Here the kids decided to swim in mud puddles at the farm. How do I keep this mud from getting all over the inside of the van?
And just because they got older didn't mean they outgrew the puddle jumping urge.
It just means a bigger body = more mud. "Mommy, I'm cold, can we go home now?"
For big messes, like the mud puddle escapades, the girls knew the drill -- I held out a towel beside the van while they stripped, then I wrapped them in the towel and buckled them in. Muddy clothes went in a plastic bag to be dealt with later. I always had towels and sheets on hand for such occasions.
From the beach to the mountains, from Oregon to Canada, we went on many adventures together.
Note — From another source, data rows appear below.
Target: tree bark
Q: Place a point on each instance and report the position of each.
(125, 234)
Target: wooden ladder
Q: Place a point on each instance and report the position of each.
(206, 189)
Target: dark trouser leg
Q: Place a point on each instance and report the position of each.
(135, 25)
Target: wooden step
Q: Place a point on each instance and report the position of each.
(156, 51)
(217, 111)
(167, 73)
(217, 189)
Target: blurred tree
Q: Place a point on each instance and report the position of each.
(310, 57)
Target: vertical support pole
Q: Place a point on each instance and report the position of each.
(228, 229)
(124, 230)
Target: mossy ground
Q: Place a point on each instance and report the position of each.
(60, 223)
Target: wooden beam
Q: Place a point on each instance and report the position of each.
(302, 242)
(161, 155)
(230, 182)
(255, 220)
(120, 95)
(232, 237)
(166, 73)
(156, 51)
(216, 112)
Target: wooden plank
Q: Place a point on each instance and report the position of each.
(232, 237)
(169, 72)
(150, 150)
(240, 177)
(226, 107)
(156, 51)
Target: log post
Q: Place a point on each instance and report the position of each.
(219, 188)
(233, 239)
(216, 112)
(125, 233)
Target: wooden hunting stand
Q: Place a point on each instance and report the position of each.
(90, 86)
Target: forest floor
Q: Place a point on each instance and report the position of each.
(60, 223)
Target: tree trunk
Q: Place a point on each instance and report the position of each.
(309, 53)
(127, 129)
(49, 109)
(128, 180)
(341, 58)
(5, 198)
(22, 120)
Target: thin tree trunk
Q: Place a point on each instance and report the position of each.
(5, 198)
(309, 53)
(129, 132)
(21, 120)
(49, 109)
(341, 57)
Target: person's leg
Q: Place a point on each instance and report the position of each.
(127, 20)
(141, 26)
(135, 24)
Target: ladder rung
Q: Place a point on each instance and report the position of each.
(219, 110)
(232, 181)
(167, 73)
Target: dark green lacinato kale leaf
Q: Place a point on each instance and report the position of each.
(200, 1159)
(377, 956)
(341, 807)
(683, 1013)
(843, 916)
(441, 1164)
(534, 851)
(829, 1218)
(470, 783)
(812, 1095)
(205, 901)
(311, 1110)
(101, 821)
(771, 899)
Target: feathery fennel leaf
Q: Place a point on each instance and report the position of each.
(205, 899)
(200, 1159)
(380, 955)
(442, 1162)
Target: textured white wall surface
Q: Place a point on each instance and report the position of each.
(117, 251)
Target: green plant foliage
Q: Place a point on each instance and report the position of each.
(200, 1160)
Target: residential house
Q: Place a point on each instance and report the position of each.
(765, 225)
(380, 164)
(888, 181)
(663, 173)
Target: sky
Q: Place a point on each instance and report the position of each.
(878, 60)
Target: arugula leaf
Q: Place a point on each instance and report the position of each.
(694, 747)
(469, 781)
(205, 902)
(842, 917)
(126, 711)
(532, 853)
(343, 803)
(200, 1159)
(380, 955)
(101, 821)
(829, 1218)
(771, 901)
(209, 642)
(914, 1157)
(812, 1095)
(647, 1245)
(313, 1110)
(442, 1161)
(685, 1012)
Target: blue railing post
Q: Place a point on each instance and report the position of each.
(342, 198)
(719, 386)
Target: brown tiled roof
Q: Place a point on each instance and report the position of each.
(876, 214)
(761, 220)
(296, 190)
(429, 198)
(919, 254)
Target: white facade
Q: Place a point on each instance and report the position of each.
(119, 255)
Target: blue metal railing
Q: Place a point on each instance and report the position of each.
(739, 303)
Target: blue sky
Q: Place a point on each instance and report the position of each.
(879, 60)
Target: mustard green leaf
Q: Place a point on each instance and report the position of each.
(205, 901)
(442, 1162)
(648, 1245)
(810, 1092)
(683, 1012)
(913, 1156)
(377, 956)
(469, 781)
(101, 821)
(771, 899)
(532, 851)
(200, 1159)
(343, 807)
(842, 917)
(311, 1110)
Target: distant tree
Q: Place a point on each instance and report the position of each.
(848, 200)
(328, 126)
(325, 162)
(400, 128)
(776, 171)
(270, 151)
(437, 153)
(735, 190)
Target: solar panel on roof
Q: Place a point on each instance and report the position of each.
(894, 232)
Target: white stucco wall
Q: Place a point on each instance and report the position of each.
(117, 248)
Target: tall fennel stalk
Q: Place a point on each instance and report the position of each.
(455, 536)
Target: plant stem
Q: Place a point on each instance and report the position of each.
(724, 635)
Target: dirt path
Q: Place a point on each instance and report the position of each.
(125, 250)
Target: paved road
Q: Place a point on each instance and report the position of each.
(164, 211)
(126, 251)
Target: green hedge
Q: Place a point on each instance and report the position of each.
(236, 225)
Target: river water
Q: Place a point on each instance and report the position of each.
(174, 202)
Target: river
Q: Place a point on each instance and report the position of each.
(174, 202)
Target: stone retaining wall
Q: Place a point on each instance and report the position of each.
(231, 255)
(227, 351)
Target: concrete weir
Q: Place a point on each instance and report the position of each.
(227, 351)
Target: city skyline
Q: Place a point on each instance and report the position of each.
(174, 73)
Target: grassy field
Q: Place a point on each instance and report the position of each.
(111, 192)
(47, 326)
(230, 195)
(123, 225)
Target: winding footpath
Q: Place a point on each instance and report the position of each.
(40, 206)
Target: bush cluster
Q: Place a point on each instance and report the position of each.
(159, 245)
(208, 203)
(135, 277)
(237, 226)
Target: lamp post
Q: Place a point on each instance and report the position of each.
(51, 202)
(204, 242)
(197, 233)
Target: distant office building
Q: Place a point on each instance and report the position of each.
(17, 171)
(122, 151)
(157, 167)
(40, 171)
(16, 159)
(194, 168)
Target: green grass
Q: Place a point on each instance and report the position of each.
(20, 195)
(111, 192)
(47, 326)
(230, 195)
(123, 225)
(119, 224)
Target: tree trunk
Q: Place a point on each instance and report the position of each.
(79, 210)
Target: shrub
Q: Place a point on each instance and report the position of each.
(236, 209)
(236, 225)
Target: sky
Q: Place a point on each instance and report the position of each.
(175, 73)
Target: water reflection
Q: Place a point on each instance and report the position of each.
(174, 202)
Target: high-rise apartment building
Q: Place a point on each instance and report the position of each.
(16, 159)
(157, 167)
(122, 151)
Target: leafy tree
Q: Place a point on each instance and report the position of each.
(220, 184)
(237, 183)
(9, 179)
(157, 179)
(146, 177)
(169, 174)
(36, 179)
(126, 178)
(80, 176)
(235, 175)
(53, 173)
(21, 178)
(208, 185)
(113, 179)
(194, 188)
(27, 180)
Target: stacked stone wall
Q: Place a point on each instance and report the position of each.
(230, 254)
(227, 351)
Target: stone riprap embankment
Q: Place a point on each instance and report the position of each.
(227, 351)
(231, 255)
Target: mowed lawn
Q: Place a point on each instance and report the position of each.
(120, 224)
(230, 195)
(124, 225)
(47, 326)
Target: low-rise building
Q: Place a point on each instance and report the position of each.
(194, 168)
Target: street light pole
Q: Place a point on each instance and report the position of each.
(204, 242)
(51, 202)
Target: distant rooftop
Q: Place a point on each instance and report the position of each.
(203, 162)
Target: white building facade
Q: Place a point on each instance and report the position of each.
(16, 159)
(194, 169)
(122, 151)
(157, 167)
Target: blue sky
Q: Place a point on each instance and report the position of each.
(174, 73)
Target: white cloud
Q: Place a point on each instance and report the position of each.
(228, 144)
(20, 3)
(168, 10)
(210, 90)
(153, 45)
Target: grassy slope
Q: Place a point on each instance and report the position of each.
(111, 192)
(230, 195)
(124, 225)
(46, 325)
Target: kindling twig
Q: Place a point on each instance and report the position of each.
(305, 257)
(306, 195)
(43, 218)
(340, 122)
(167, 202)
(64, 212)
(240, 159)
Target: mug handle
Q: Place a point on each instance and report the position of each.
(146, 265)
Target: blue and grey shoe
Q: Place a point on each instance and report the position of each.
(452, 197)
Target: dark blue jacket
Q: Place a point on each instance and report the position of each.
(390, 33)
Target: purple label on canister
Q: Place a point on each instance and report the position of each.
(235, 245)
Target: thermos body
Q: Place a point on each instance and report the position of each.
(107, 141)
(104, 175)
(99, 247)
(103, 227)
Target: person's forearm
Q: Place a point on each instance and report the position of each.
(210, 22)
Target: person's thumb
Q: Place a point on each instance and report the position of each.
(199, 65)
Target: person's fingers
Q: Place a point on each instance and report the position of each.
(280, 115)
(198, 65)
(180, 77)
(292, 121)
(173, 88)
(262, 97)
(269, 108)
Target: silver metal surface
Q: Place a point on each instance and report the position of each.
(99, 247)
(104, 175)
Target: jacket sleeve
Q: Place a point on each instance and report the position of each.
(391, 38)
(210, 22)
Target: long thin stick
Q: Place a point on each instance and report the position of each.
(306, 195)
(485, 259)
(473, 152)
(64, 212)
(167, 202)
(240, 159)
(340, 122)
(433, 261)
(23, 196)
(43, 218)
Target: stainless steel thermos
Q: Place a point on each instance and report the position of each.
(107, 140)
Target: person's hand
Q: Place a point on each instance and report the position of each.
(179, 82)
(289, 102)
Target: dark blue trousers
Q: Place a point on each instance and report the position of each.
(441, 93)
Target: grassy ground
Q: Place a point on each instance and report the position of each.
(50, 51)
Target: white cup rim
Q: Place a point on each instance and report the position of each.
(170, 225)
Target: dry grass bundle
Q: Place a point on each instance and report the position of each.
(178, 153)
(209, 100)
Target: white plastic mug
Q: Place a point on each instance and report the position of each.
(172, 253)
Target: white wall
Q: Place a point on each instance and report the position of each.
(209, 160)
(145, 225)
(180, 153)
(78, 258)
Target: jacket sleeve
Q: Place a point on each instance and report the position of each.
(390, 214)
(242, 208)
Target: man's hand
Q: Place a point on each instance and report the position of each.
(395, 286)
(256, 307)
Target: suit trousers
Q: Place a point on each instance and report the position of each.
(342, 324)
I enjoyed driving the Oddy, and it was part of our family in so many ways. I held on to her for years after many of my neighbors traded up to Lexus SUVs or Cadillac Escalades. I loved having a van, despite the "soccer mom" stereotype. I could haul whole sheets of plywood, mounds of manure, a half-dozen kids, 2,000 boxes of Girl Scout Cookies, big pieces of furniture, multiple bicycles, and much more. If I was going to get rid of my van, I wanted another one.
During one of my busiest work weeks so far, when I was getting up at 4:30am and driving over 100 miles a day on my school bus, my husband found a used 2010 model Odyssey (with keyless entry!) at a nearby dealership. I'd always told him that I wanted to be part of the negotiation process, unlike the last time, so that I'd get the features I really wanted (Fog lights!) at a reasonable price. I did get my fog lights, and was present for some of the negotiation (which lasted 2 days), but I was so tired from work that I wasn't able to fully enjoy the process. Perhaps if I'd been more rested I could have knocked another hundred off the price, but in the end the transaction was satisfactory. The next day while I was at work my husband sold our old Oddy through Craigslist to a Middle Eastern man who was planning to drive it with his wife and kids to California. I didn't even get to say goodbye. I hope she's enjoying her new life with her new family. She certainly served us well.